Saudades e ruídos no adeus a Marisa Letícia
Haroldo Lima, no Blog do Renato
As circunstâncias que levaram Marisa Letícia a um
AVC e acontecimentos ocorridos após sua internação no Hospital Sírio Libanês e
depois de sua morte, leva-nos a constatar o caráter odiento de um tipo de
cidadão que está se manifestando hoje no Brasil, um cidadão desumanizado.
Marisa Letícia foi operária aos 13 anos de idade
na fábrica Dulcora, em São Bernardo. Na militância sindical, fez curso de
Política dado pela Pastoral Operária de seu município. Esteve na criação do PT.
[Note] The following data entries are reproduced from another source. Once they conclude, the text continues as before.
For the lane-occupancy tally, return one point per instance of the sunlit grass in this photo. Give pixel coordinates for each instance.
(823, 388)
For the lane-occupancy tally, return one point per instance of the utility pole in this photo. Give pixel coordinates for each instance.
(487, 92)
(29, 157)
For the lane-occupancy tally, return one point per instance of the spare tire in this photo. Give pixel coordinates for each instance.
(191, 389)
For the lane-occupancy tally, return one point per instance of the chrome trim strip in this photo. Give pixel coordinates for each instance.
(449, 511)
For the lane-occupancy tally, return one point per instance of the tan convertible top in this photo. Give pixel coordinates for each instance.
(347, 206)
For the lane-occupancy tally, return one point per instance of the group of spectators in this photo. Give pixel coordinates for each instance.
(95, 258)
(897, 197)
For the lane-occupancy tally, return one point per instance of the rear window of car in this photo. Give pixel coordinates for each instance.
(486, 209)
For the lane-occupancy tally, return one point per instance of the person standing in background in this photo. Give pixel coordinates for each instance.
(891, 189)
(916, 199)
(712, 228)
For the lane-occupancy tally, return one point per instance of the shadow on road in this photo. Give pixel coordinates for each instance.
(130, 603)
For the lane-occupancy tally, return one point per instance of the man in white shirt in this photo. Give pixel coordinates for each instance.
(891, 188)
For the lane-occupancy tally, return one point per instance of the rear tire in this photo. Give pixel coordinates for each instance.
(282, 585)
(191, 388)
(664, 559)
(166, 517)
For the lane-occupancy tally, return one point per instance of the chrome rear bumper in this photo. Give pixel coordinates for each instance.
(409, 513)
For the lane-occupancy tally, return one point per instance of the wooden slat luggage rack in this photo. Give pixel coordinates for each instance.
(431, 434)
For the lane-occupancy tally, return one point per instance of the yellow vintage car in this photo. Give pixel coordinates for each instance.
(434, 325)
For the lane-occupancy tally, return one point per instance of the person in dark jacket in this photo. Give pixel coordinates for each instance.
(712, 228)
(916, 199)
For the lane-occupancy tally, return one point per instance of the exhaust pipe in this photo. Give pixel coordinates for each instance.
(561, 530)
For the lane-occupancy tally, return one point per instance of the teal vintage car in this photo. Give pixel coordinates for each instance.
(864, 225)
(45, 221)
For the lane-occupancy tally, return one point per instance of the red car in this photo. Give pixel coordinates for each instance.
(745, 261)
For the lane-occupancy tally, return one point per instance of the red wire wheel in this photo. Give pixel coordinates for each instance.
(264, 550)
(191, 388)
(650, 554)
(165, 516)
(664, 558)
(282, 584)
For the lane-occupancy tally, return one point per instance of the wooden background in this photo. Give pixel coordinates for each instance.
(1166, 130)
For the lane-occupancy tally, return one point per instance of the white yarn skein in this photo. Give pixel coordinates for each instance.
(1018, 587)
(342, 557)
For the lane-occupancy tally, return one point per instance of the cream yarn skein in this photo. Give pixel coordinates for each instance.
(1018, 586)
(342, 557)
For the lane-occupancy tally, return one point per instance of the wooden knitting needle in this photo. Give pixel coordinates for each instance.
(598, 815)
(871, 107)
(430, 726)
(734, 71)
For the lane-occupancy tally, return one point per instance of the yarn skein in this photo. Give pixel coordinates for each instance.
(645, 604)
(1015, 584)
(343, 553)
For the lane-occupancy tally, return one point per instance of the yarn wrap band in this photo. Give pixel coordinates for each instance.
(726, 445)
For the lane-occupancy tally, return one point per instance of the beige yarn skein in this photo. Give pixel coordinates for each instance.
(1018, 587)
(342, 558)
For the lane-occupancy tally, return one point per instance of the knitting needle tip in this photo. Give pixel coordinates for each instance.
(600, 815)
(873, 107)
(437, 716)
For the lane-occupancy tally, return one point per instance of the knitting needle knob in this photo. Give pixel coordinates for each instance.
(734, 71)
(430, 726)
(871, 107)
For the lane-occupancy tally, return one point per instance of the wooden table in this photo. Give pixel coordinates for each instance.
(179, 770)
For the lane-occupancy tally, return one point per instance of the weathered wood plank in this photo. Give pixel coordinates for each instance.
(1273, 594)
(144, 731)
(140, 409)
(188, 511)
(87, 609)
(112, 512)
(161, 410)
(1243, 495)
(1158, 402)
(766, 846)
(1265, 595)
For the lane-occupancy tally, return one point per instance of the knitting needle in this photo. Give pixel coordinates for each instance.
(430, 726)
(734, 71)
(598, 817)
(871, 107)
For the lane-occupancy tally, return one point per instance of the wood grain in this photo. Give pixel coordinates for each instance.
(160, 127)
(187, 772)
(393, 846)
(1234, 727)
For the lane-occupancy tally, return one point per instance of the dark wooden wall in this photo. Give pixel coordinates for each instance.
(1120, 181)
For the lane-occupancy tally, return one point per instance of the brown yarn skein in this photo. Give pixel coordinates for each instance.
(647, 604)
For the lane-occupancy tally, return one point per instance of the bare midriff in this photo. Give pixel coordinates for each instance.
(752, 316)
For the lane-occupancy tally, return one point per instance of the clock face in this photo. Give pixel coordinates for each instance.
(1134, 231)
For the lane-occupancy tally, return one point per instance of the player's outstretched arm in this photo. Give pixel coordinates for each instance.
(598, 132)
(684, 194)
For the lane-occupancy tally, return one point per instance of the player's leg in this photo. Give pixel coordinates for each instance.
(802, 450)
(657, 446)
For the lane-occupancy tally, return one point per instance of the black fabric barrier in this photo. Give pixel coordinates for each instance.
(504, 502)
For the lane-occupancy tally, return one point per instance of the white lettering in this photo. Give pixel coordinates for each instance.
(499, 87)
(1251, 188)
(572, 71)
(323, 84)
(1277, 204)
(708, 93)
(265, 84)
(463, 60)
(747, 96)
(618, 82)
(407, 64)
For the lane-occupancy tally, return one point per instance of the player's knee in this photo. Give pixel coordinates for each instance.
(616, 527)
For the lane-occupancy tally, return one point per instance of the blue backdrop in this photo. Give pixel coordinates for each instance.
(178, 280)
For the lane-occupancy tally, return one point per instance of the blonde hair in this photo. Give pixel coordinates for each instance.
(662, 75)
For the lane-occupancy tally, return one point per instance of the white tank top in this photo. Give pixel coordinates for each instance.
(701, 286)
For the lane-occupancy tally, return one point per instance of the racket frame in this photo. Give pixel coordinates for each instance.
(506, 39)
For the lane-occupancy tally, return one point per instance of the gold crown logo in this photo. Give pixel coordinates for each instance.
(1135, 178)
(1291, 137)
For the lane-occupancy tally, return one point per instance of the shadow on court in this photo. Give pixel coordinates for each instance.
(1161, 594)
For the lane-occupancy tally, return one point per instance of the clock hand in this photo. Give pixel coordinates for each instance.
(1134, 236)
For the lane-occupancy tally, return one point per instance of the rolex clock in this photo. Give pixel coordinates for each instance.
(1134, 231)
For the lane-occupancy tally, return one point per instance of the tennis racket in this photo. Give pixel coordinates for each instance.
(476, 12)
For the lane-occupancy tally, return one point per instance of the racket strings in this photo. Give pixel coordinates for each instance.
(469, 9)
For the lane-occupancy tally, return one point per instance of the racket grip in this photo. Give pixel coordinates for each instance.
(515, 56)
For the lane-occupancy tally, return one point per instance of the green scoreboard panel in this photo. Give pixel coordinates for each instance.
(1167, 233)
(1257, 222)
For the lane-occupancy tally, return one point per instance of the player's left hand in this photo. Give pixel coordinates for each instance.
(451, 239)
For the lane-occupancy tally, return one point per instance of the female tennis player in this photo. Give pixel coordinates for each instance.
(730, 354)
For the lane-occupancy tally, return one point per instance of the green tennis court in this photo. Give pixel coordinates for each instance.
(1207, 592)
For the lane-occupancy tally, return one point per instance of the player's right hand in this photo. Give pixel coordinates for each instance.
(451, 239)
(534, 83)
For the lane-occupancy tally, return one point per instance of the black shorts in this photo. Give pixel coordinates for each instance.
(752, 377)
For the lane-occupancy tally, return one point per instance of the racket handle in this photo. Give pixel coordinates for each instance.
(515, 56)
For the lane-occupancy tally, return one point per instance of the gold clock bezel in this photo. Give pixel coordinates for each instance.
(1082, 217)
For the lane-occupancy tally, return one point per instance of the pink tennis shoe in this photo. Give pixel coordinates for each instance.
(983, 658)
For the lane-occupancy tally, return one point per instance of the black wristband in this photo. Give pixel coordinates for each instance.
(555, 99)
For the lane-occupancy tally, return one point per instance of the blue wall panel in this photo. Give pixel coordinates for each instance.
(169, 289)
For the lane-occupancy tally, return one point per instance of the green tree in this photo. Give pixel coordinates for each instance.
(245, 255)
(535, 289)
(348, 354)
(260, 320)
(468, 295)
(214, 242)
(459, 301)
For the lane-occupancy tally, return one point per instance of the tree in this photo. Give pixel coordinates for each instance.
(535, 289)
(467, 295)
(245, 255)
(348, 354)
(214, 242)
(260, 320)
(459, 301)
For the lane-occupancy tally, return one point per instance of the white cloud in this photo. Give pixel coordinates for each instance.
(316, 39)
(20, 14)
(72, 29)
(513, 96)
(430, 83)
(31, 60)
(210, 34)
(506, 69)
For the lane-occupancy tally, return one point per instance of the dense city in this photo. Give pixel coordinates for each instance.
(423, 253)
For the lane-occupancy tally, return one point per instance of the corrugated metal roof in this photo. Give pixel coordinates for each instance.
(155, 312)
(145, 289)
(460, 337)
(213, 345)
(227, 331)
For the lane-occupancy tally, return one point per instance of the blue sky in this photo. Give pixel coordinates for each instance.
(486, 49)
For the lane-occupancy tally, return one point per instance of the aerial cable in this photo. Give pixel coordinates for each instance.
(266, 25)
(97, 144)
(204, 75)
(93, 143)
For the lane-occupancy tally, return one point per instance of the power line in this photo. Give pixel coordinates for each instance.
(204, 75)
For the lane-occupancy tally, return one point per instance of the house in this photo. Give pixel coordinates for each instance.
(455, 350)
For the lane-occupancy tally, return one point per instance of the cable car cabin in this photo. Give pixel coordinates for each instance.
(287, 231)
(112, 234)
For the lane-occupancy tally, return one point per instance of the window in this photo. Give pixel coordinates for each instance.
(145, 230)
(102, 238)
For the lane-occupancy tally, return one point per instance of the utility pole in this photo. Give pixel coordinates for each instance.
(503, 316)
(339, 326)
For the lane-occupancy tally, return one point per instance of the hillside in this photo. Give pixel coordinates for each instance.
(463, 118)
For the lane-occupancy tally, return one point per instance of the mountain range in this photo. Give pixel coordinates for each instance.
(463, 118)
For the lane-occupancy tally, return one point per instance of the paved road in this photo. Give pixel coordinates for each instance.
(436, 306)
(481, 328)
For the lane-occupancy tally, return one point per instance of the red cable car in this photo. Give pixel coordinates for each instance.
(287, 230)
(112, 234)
Casou-se com Lula e foi sua companheira por 43 anos. Era uma pessoa doce e
afável, delicada e cortês, mãe de família pressurosa, e era também uma mulher
de fibra, de opiniões e de luta. Por que sua agonia final, que a todos
entristeceu, provocou grosseria e estupidez em alguns? Isto tem a ver com a
forma grotesca com que se tem combatido vitórias sociais conquistadas há pouco
em nosso país.
A partir de 2003, com Lula na presidência,
promoveu-se no Brasil a maior inclusão social de sua história, com a
retirada da extrema pobreza de cerca de 40 milhões de brasileiros.
Este fato despertou a ira de muitos privilegiados.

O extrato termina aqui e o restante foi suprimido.